By Steve Slater and Clara Ferreira-Marques

LONDON (Reuters) - Royal Bank of Scotland and its combative CEO Fred Goodwin are set to announce Europe's biggest-ever rights issue and over $10 billion of losses on investments this week, taking centre stage during a pivotal few days for UK banks.

As pressure grows on the world's largest lenders to shore up balance sheets battered by the credit crunch, Britain's second-biggest bank will seek to raise up to 12 billion pounds ($24 billion), people familiar with the matter have said.

It is also considering selling assets, including a train leasing business and possibly its insurance arm.

RBS confirmed in a brief statement on Monday it was considering a rights issue. Details could come on Tuesday, a day before its annual investor meeting in Edinburgh, its home city.

At 0741 GMT RBS shares were up 3.65 percent at 398.5 pence, valuing the bank at 40 billion pounds. The shares also rose 5 percent on Friday when the prospect of a big rights issue raised optimism that banks were getting to grips with the credit crisis.

RBS is also expected to unveil a writedown of between 5 billion and 7 billion pounds on tarnished assets, including those previously owned by ABN Amro, the sources said. The bank marked down its assets by 2.4 billon pounds last year.

Goodwin, chief executive for the last decade and the biggest name in Britain's banking sector, met his board on Sunday. They are due to finalize the plans to shore up the balance sheet before discussing them with top shareholders on Monday.

RBS is expected to "kitchen sink" its exposure to bad investments stemming from the U.S. housing crisis and the credit crunch, aware that it needs to tap investors just the once.

The twin rights issue and writedown, however, will build pressure on Goodwin, who left RBS's balance sheet stretched by leading last year's ambitious takeover of Dutch bank ABN.

He said earlier this year there was no need to raise capital, but a sharp deterioration in capital markets has made it difficult to rebuild capital organically.

Some shareholders have said the rights issue should cost Goodwin his job, but supporters say his proven expertise should see him stay in place at least through the current turmoil.

FIRST OF MANY?

Once RBS acts, other British banks -- following in the footsteps of their U.S. rivals -- are likely to consider moves to bolster their balance sheets, which are among the most stretched in Europe. Barclays , HBOS , Alliance & Leicester and Bradford & Bingley will keenly watch the reaction of RBS shareholders.

A bank's capital is its buffer against unexpected losses, safeguarding depositors' funds. UK banks have been more leveraged than rivals so as to take advantage of growth opportunities, but months of turmoil have left many with too thin a cushion.
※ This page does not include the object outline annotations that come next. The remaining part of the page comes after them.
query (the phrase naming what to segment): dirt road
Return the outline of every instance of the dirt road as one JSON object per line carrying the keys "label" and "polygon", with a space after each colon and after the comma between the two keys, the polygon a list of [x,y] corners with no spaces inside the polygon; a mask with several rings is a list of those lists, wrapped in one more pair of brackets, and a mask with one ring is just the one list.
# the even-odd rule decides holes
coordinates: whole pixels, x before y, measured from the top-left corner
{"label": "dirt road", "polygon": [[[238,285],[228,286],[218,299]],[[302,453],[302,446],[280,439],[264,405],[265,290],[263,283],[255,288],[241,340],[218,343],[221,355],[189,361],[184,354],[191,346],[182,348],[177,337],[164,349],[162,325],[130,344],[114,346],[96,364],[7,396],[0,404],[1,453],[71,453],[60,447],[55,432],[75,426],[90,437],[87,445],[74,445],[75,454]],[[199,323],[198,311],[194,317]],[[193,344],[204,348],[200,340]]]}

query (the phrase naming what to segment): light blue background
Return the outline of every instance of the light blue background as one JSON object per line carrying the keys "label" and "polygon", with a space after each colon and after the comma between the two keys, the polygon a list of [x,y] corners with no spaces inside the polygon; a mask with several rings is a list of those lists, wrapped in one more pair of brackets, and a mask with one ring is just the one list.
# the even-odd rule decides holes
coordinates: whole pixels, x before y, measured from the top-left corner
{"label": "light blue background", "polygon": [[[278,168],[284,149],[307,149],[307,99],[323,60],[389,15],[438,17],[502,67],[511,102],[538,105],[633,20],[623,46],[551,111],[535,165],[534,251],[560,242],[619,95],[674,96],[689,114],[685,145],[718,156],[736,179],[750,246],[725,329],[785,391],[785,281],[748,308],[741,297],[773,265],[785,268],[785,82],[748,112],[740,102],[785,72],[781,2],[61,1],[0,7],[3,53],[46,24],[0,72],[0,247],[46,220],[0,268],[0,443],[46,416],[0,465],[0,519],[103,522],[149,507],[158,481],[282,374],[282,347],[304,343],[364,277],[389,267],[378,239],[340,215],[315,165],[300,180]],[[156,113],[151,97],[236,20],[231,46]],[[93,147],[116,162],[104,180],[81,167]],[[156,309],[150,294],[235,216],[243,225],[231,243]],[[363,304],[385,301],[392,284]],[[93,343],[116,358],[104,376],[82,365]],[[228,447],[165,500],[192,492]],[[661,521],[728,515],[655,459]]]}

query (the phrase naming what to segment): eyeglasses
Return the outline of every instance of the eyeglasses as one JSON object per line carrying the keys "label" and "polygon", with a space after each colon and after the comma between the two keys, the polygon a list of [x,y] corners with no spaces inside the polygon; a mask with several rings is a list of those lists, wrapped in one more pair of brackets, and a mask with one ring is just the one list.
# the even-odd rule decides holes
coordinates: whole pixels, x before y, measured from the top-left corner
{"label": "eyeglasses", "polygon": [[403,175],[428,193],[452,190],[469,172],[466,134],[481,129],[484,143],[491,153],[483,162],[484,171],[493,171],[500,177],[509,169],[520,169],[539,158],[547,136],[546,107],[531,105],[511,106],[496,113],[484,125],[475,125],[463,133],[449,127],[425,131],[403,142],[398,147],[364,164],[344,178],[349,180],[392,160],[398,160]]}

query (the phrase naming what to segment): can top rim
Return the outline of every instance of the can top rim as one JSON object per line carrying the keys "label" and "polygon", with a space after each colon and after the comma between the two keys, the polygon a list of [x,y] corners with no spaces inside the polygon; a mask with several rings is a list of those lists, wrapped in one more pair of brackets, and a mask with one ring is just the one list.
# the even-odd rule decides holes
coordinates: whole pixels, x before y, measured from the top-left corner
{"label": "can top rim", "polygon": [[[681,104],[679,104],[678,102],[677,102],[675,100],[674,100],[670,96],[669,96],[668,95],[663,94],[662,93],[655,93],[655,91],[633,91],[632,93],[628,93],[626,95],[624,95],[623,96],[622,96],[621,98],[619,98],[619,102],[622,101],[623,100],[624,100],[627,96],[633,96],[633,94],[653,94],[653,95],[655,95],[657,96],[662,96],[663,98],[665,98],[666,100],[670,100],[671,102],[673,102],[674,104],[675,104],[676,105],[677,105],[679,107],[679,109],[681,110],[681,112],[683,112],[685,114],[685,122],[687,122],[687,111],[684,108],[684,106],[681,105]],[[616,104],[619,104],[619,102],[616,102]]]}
RBS's tier 1 capital ratio was 4.5 percent at the end of last year, below the UK sector's 5.8 percent average, but it is set to lift that ratio above 6 percent.

Regulators are encouraging banks to rebuild capital, and on Monday the Bank of England will play its part in attempting to unblock the home loan market by announcing details of a plan to swap government bonds for commercial banks' mortgage debt.

RBS is already attempting to sell train-leasing business Angel Trains, and The Times newspaper said that could come as early as Tuesday. Reuters has reported the front-runner to buy the business for over 3 billion pounds is investment firm Babcock & Brown , according to sources with knowledge of the situation, but the deal has been delayed several times by complex tax issues.

RBS could invite offers for its 5 billion pound insurance arm, which includes Direct Line and Churchill brands.

The Sunday Telegraph said insurers AIG , Allianz , Axa and Generali have all made preliminary enquiries to buy the insurance business.

Goldman Sachs , Merrill Lynch and UBS will arrange and underwrite the rights issue, people familiar with the situation have said.